Kerry wchodzi w drogę Bushowi

Kerry wchodzi w drogę Bushowi

Dodano:   /  Zmieniono: 
Senator John Kerry zdecydowanie wygrał prawybory w stanie New Hampshire umacniając się na pozycji faworyta Partii Demokratycznej w tegorocznych wyborach do Białego Domu.
Reprezentujący stan Massachussets 60-letni senator zdobył głosy 39 procent Demokratów w New Hampshire, wyprzedzając byłego gubernatora stanu Vermont, Howarda Deana, który zyskał poparcie 26 procent demokratycznych wyborców.

Na trzecim miejscu uplasował się emerytowany generał Wesley Clark, na którego głosowało 13 procent wyborców. Niewiele mniej zwolenników zyskał senator John Edwards (12 procent) z Karoliny Północnej i senator Joe Lieberman z Connecticut, były kandydat na  wiceprezydenta w wyborach w 2000 r. Kongresman Dennis Kucinich zdobył poparcie tylko 2 procent.

Kerry, odznaczony za bohaterstwo weteran wojny w Wietnamie, tydzień wcześniej wygrał niespodziewanie prawybory w stanie Iowa i  od tego momentu zaczął być uważany przez obserwatorów politycznych za najbardziej prawdopodobnego nominata Demokratów w tegorocznym wyścigu prezydenckim.

Kerry zastąpił w tej roli Deana, do niedawna lidera stawki, który zdobył popularność we wczesnej fazie kampanii dzięki ostrej krytyce wojny w Iraku i atakom na prezydenta Busha, ale utracił prowadzenie wskutek popełnionych gaf.

Partyjny establishment odmówił mu poparcia uznając, że Dean wskutek swej lewicowej retoryki - zapowiada np. cofnięcie obniżek podatków uchwalonych z inicjatywy Busha - stanowi zbyt łatwy cel dla Białego Domu.

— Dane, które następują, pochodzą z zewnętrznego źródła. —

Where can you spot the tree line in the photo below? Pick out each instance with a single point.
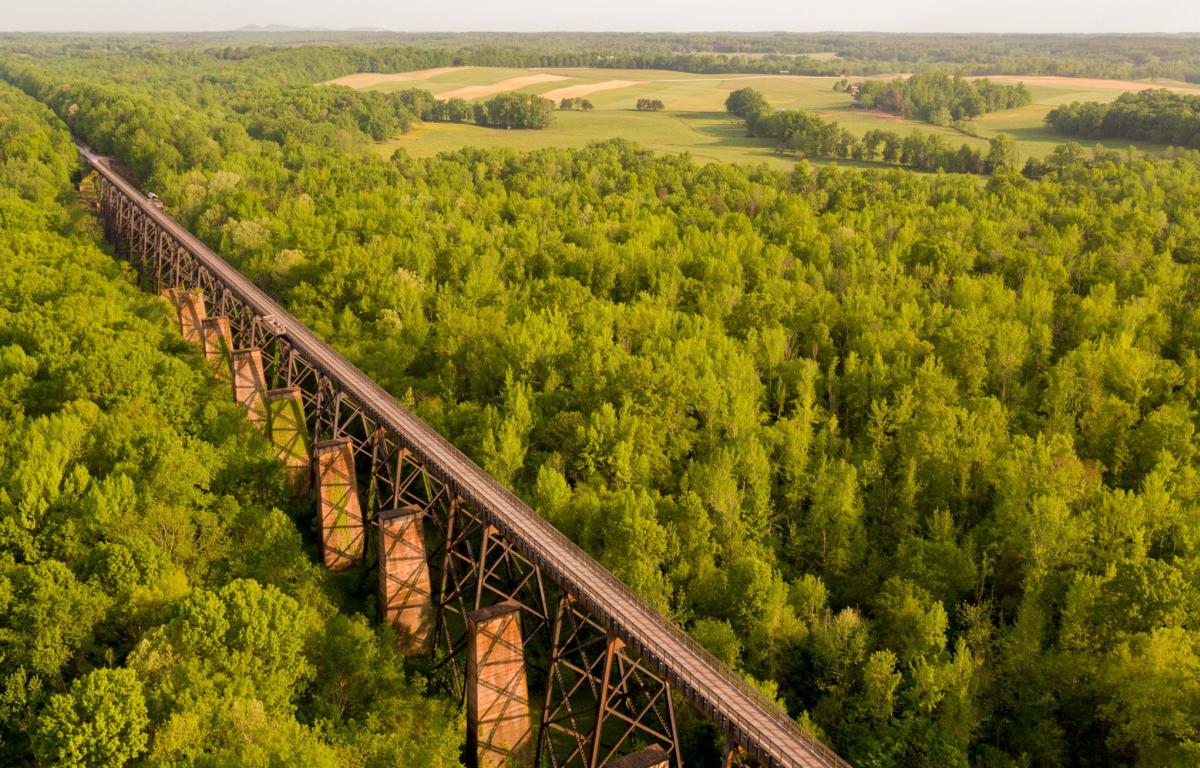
(913, 453)
(936, 97)
(807, 135)
(160, 603)
(1151, 115)
(303, 58)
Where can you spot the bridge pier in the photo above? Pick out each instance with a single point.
(191, 315)
(613, 665)
(405, 595)
(648, 757)
(733, 755)
(217, 341)
(498, 726)
(289, 435)
(339, 515)
(250, 383)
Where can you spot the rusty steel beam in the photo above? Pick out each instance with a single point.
(611, 666)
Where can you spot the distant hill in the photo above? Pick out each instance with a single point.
(289, 28)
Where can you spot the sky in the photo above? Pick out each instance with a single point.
(804, 16)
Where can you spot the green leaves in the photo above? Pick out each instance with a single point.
(100, 724)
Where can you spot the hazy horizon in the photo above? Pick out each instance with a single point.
(616, 16)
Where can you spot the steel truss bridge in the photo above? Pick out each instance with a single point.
(468, 573)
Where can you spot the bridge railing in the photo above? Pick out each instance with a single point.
(715, 665)
(731, 714)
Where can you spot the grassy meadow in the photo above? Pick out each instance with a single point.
(695, 120)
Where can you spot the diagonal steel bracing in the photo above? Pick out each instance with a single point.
(605, 667)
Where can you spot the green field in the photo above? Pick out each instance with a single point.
(695, 119)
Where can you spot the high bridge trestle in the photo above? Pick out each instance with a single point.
(561, 665)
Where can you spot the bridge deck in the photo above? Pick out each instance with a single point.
(706, 683)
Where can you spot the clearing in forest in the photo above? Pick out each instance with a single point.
(695, 120)
(575, 91)
(511, 84)
(371, 79)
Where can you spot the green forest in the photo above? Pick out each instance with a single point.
(325, 54)
(915, 453)
(807, 135)
(939, 99)
(1151, 115)
(159, 603)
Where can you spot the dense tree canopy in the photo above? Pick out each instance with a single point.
(1151, 115)
(916, 453)
(157, 606)
(937, 97)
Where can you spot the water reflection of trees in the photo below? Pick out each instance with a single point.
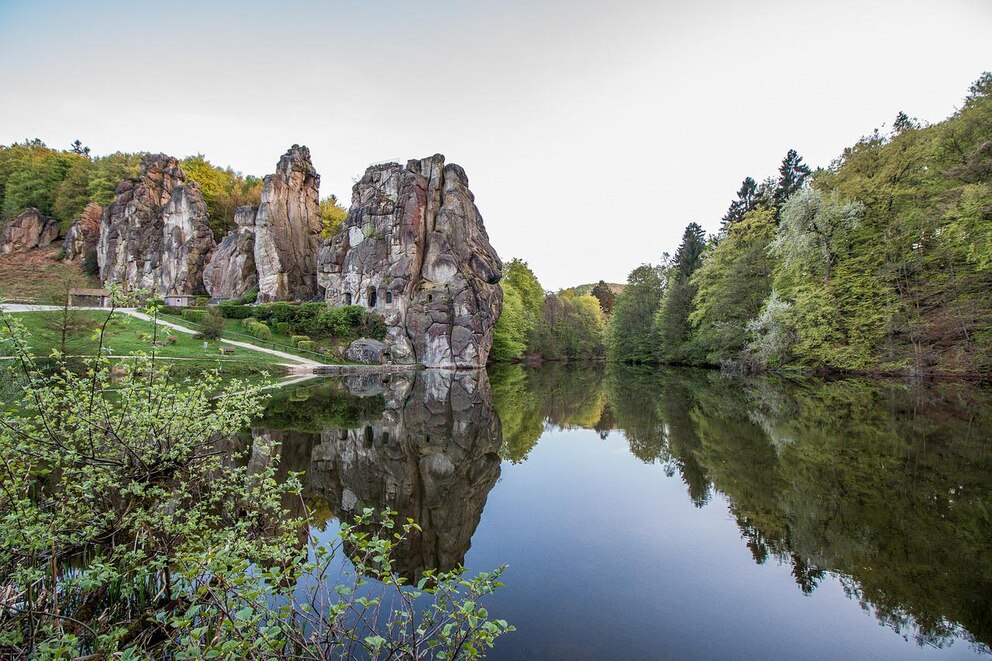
(422, 444)
(886, 484)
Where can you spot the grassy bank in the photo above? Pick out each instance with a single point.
(126, 335)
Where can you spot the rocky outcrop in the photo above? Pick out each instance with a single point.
(287, 230)
(30, 229)
(364, 350)
(415, 250)
(84, 233)
(231, 271)
(155, 235)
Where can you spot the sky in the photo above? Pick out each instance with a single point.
(592, 132)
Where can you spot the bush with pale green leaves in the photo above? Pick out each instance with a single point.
(132, 527)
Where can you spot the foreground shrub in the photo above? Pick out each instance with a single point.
(152, 538)
(235, 311)
(194, 315)
(257, 329)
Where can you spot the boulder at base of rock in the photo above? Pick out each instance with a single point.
(155, 235)
(367, 351)
(30, 229)
(84, 233)
(231, 272)
(414, 250)
(287, 230)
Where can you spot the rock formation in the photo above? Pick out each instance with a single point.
(84, 233)
(415, 250)
(430, 455)
(231, 272)
(30, 229)
(287, 230)
(156, 235)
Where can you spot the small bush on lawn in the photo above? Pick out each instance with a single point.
(257, 329)
(193, 315)
(212, 325)
(235, 311)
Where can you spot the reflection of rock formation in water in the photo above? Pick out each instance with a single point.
(432, 456)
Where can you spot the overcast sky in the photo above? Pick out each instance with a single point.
(592, 132)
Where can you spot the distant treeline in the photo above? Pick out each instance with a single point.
(60, 183)
(880, 262)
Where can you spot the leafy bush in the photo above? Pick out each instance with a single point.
(212, 325)
(169, 526)
(194, 315)
(257, 329)
(230, 310)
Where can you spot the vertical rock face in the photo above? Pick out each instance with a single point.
(231, 272)
(156, 235)
(30, 229)
(287, 230)
(84, 233)
(415, 250)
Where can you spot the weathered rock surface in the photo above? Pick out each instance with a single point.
(364, 350)
(84, 233)
(415, 250)
(156, 235)
(231, 271)
(30, 229)
(287, 230)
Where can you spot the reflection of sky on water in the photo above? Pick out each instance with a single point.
(609, 556)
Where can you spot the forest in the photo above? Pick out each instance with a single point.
(880, 262)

Kerry uważany jest za bardziej "atrakcyjnego" w konfrontacji z  prezydentem, głównie dzięki swej bohaterskiej karcie z Wietnamu i  doświadczeniu w sprawach międzynarodowych wyniesionym z Senatu.

"Kocham New Hampshire, kocham Iowa" - tak zaczął swe przemówienie Kerry po ogłoszeniu wyników głosowania. Jego 15-minutowe wystąpienie pełne było akcentów populistycznych: zapowiedział cofnięcie cięć podatkowych "dla bogaczy", walkę z "potężnymi grupami interesów", batalię o powszechne ubezpieczenia lekarskie i  o większą sprawiedliwość społeczną.

Dean uznał, że jego drugie miejsce nie jest wcale porażką i  zapowiedział walkę o nominację do końca. Jak wynikało z ich przemówień, nie kapitulują na razie także Clark, Edward ani Lieberman.

W praktyce jednak oczekuje się, że bój o nominację rozstrzygnie się mniej więcej za dwa-trzy tygodnie, po serii prawyborów na  południu i zachodzie USA.

W prawyborach politycy walczą o delegatów na krajową konwencję, na której oficjalnie mianuje się kandydata partii w wyborach. Będzie on rywalizował z Bushem, który w Partii Republikańskiej nie  ma praktycznie konkurenta (chociaż prawybory w tym stronnictwie formalnie się odbywają, z udziałem kandydatów marginalnych).